The incredible rainforests of Borneo, Indonesia are some of the most species-rich and biodiverse in the world. Indonesia’s forests are more than 140 million years old — the oldest tropical forests on earth. And though they only cover about 1 percent of earth’s surface, their biodiversity is staggering, housing 10 percent of the world’s plants, 16 percent of reptiles and amphibians, 17 percent of birds, and 12 percent of mammals, including the iconic and critically endangered orangutan.
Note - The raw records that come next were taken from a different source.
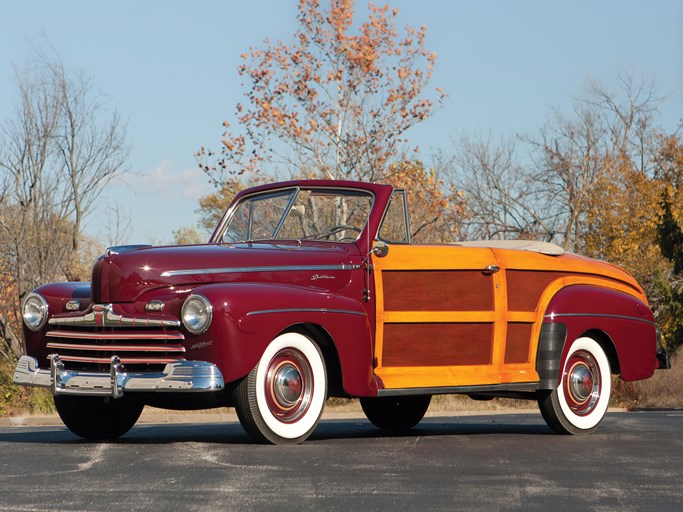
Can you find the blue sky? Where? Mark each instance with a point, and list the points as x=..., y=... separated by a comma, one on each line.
x=170, y=69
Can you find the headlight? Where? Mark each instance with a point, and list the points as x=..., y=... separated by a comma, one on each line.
x=35, y=311
x=196, y=314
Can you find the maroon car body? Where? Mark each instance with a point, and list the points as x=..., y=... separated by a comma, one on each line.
x=303, y=292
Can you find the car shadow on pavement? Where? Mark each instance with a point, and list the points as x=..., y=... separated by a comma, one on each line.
x=328, y=430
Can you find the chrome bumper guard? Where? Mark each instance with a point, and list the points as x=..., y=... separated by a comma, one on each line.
x=182, y=376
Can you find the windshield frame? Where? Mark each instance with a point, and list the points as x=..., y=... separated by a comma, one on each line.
x=221, y=230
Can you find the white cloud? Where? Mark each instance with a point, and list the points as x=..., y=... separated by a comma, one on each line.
x=167, y=183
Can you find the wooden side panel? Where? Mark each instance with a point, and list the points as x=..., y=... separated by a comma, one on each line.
x=518, y=343
x=437, y=290
x=442, y=344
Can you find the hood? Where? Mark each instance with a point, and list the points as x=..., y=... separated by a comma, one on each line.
x=123, y=277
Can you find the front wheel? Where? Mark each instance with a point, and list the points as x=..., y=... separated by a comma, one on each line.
x=395, y=413
x=580, y=401
x=282, y=398
x=98, y=418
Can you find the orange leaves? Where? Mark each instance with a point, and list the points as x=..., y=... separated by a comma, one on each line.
x=335, y=100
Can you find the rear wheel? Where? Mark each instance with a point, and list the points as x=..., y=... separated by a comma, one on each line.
x=282, y=398
x=395, y=413
x=98, y=418
x=580, y=401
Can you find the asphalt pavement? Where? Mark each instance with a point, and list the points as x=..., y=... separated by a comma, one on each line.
x=633, y=462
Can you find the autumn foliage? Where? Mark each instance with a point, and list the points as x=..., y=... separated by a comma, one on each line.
x=335, y=103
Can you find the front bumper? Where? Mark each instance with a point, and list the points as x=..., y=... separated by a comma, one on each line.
x=178, y=377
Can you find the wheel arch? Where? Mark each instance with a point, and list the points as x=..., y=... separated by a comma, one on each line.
x=620, y=323
x=325, y=343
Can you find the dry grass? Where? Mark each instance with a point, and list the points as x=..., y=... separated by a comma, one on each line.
x=663, y=391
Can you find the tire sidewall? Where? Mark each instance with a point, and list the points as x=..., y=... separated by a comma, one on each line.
x=592, y=419
x=310, y=418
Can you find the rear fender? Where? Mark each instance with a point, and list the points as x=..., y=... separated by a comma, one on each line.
x=620, y=322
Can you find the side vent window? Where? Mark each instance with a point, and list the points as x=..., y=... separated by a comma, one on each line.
x=395, y=225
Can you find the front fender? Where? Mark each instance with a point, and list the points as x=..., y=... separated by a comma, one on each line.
x=247, y=317
x=626, y=321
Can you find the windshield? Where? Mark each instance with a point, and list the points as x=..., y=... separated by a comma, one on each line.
x=299, y=214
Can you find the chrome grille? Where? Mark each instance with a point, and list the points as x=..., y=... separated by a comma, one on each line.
x=88, y=341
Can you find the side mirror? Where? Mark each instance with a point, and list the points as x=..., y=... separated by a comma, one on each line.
x=380, y=249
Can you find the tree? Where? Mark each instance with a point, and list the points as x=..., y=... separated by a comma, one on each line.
x=57, y=154
x=336, y=103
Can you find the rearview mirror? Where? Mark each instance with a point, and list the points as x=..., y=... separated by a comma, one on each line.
x=380, y=249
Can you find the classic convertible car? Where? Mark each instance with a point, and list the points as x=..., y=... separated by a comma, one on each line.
x=311, y=289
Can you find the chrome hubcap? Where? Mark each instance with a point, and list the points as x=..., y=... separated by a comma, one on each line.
x=582, y=382
x=289, y=385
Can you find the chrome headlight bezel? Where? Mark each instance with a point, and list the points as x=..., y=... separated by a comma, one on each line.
x=196, y=314
x=34, y=311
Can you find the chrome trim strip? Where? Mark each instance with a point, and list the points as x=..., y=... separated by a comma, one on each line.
x=177, y=377
x=117, y=348
x=123, y=359
x=517, y=386
x=238, y=270
x=78, y=335
x=598, y=315
x=102, y=315
x=306, y=310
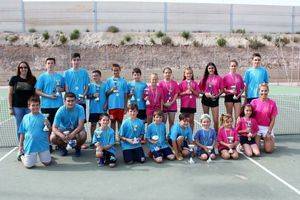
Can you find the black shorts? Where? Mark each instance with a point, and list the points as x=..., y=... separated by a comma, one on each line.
x=162, y=152
x=244, y=140
x=131, y=155
x=229, y=99
x=51, y=112
x=142, y=115
x=94, y=117
x=210, y=102
x=188, y=110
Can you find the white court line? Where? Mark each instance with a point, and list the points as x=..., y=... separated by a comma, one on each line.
x=1, y=159
x=268, y=171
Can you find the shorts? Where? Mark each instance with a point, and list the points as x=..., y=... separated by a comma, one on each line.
x=116, y=114
x=94, y=117
x=209, y=102
x=142, y=115
x=229, y=99
x=262, y=131
x=188, y=110
x=30, y=160
x=131, y=155
x=244, y=140
x=162, y=152
x=51, y=112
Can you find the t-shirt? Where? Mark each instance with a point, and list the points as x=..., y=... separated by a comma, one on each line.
x=131, y=129
x=22, y=91
x=264, y=111
x=177, y=131
x=67, y=119
x=76, y=80
x=225, y=134
x=35, y=139
x=232, y=80
x=253, y=78
x=96, y=105
x=160, y=131
x=205, y=137
x=117, y=98
x=188, y=100
x=244, y=123
x=48, y=84
x=138, y=90
x=170, y=89
x=105, y=137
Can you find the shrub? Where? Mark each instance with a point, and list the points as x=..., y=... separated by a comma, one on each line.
x=112, y=29
x=221, y=42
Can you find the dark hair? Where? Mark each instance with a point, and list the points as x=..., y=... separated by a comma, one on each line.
x=137, y=71
x=50, y=59
x=206, y=74
x=75, y=55
x=256, y=55
x=29, y=77
x=97, y=71
x=132, y=106
x=70, y=95
x=183, y=116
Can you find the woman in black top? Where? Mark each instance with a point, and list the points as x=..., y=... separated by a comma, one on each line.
x=21, y=88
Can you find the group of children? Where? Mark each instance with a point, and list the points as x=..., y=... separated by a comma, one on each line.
x=154, y=104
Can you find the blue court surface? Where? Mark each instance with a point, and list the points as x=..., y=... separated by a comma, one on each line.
x=272, y=176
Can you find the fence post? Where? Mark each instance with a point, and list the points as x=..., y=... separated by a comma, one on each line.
x=165, y=17
x=22, y=12
x=95, y=12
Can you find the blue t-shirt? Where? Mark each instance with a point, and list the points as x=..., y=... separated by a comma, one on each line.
x=205, y=137
x=131, y=129
x=116, y=99
x=35, y=139
x=253, y=78
x=76, y=80
x=67, y=119
x=97, y=106
x=138, y=90
x=105, y=137
x=160, y=131
x=48, y=84
x=177, y=131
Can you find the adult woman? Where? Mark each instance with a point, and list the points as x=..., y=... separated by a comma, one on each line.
x=265, y=112
x=21, y=88
x=233, y=88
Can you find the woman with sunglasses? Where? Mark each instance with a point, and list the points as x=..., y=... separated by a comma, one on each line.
x=21, y=88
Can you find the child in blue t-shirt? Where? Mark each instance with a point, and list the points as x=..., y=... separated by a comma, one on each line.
x=131, y=132
x=205, y=139
x=33, y=139
x=157, y=141
x=104, y=140
x=97, y=97
x=180, y=136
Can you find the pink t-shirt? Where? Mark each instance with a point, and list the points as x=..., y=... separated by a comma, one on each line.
x=214, y=84
x=233, y=79
x=155, y=97
x=243, y=123
x=264, y=111
x=188, y=100
x=170, y=89
x=223, y=135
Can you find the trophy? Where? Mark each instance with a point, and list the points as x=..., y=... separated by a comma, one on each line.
x=46, y=129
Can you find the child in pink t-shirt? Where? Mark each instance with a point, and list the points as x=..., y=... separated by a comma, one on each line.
x=211, y=86
x=153, y=95
x=189, y=91
x=247, y=129
x=227, y=138
x=171, y=91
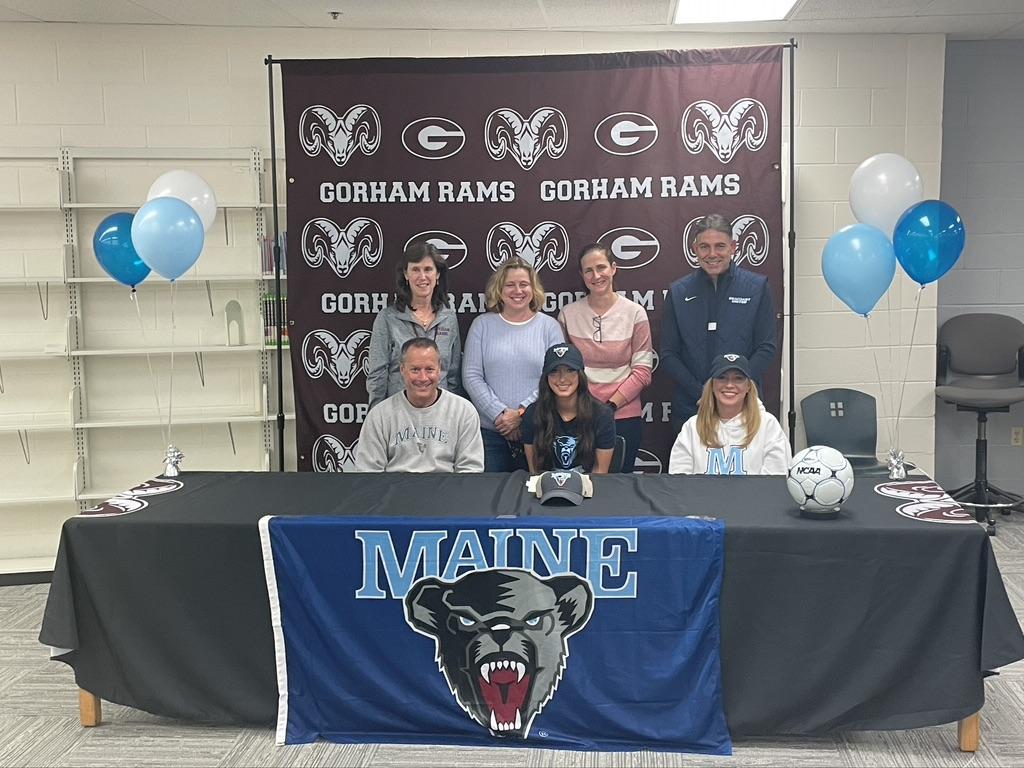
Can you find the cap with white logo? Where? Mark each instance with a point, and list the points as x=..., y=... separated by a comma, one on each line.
x=572, y=486
x=562, y=354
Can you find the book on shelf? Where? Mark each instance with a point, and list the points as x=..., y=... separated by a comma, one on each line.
x=269, y=311
x=266, y=254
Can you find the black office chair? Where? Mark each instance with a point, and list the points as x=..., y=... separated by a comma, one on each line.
x=617, y=456
x=981, y=369
x=845, y=420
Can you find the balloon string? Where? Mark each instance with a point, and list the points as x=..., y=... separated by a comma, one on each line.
x=878, y=373
x=170, y=394
x=148, y=363
x=906, y=369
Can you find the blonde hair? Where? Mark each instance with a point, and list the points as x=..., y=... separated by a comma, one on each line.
x=708, y=418
x=493, y=293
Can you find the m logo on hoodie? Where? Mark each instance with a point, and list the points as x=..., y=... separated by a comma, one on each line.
x=720, y=464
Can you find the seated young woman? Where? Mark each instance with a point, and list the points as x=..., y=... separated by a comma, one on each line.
x=731, y=434
x=566, y=428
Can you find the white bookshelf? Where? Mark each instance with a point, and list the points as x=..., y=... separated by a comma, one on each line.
x=73, y=329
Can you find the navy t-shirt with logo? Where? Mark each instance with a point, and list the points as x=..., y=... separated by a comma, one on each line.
x=566, y=436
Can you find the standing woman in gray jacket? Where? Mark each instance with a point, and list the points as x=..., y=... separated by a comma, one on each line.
x=420, y=309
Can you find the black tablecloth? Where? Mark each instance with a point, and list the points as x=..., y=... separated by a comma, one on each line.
x=869, y=621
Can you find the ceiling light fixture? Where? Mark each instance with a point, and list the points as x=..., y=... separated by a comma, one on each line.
x=724, y=11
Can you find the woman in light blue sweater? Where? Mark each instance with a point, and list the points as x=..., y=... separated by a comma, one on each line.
x=503, y=359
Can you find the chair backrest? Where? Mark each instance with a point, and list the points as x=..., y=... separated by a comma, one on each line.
x=617, y=455
x=981, y=343
x=844, y=419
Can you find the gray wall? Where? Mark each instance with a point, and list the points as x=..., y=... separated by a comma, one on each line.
x=983, y=178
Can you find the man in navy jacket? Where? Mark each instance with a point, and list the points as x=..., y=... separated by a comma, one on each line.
x=719, y=308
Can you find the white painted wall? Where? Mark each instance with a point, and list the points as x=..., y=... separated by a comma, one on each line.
x=983, y=179
x=136, y=86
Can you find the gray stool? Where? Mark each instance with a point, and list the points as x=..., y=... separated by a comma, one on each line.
x=981, y=369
Forests and Habitats at Risk
Throughout Borneo, these forests are under threat, being logged (often illegally) or cleared to make way for new mines and vast oil palm plantations. Indonesia produces about half of the world’s palm oil, a profitable and ubiquitous food and cosmetics ingredient that has driven slash-and-burn deforestation and destruction of peatlands. Millions of acres of forests are now green deserts that support only human consumption.
A Partnership to Help Protect Our Forests
The Nature Conservancy (TNC) and Arhaus are partnering to help protect these critical forests. Along with TNC's affiliate in Indonesia, Yayasan Konservasi Alam Nusantara (YKAN), we are working to forge sustainable livelihoods and secure habitats for wildlife in Borneo, Indonesia.